Despite the short amount of time guaranteed to him as the Federal Chief Information Security Officer (CISO), retired Brig. Gen. Gregory Touhill is optimistic about his ability to remain in his position through the presidential transition and has many plans that he hopes to carry through that transition.
“I expect to be here through the transition,” Touhill said. “I raised my hand, and I expect a full tour of duty.”
Touhill was appointed to the Federal CISO position in September, and is guaranteed the position only until the end of this administration, what he calls his “Cinderella clock.” Even so, he is making plans for improvements he wants to make after the presidential transition, such as implementing cyber training and exercises for newly appointed senior leadership.
“I want to have a cyber desktop exercise,” Touhill said, explaining that if senior leaders can spend even an hour understanding what to do in the event of a cyberattack, it can improve overall agency capability.
Touhill also outlined five lines of effort through which he plans to improve Federal cybersecurity: strengthening the workforce, treating information as an asset, doing the right things the right way, continuing innovation, and making informed cyber risk decisions.
“Frankly, the entire workforce is now what I consider part of the cyber front lines,” Touhill said. He plans to create continual training and evaluation programs as well as increase participation in testing and exercises. As part of this effort, Touhill wants to put together a Federal CISO council, much like the current Federal CIO council. And he wants agencies to get involved in creating their own cyber training programs.
“Through the CISO council, we’ll put out a core curriculum, but then we’ll release that and have a competition to see who can come up with the most entertaining, educational, informative video, and we’ll put it on YouTube as the winner,” said Touhill. “Why not have competition to have the best cybersecurity video out there based on the curriculum that the CISO council put together.”
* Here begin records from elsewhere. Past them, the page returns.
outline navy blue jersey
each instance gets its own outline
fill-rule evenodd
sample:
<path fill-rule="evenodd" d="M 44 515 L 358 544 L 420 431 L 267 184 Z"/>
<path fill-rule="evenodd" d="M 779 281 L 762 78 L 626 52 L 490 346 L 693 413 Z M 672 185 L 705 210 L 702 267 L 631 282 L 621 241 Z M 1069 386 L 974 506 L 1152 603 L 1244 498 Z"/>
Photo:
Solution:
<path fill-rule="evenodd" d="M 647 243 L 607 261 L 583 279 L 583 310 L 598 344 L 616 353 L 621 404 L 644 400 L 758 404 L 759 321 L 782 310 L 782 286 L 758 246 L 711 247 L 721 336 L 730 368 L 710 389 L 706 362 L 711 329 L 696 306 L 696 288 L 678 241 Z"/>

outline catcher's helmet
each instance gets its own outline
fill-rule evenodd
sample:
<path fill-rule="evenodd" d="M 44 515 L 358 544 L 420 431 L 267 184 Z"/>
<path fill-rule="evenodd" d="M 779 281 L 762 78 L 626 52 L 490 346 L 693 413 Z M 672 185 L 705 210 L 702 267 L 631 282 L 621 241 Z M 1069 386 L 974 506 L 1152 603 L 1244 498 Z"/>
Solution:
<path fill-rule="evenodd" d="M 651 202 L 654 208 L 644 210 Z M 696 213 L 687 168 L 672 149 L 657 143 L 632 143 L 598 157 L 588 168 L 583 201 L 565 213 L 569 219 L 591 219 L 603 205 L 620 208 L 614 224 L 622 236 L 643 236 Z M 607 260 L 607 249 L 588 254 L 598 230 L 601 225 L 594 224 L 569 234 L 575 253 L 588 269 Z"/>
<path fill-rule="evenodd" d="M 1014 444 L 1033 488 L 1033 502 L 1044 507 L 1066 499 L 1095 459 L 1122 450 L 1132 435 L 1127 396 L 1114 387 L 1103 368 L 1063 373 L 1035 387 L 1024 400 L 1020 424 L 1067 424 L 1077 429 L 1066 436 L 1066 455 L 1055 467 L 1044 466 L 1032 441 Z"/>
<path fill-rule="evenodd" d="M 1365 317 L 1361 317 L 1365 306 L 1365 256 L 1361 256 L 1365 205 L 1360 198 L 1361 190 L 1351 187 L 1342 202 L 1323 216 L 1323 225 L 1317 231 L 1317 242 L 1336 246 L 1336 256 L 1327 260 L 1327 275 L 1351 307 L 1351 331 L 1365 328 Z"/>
The focus on using competition and broad involvement to create better cybersecurity plans and education also extends to Touhill’s plan to educate the next generation of cyber experts.
“Most of those folks that are going to be in our cyber workforce pretty darn soon are still in elementary school,” Touhill joked, explaining that education has so many mascots, such as Smokey the Bear, to teach kids about keeping the world safe, that there should also be a mascot for cyber. “Maybe we need to have a competition amongst the school kids in America to tell us about Byte the cyber mascot.”
As part of Touhill’s plans as CISO, he and his CISO council will create a cybersecurity website, called cyber.gov, that will act as a wide-reaching resource for cybersecurity information and best practices.
“What we’re looking at doing is having a one-stop repository for folks that are looking at best practices, for collaboration and the like. And we’re working across our staff right now and setting up some basic guidance on the website,” Touhill said. “We’re going to be partnered across such organizations as NIST, DHS, and others so that we have an easy, one-stop shop for cyber information.”
Though some of Touhill’s plans will take him beyond his guaranteed tenure as Federal CISO, Touhill explained that it is important to have something to work toward.
“Like I learned in the military, it is important to have a goal,” Touhill explained of his plan. “Our goal is simple: Our goal is to support an open and transparent government where the people’s information is protected and privacy, civil rights, and civil liberties are preserved.”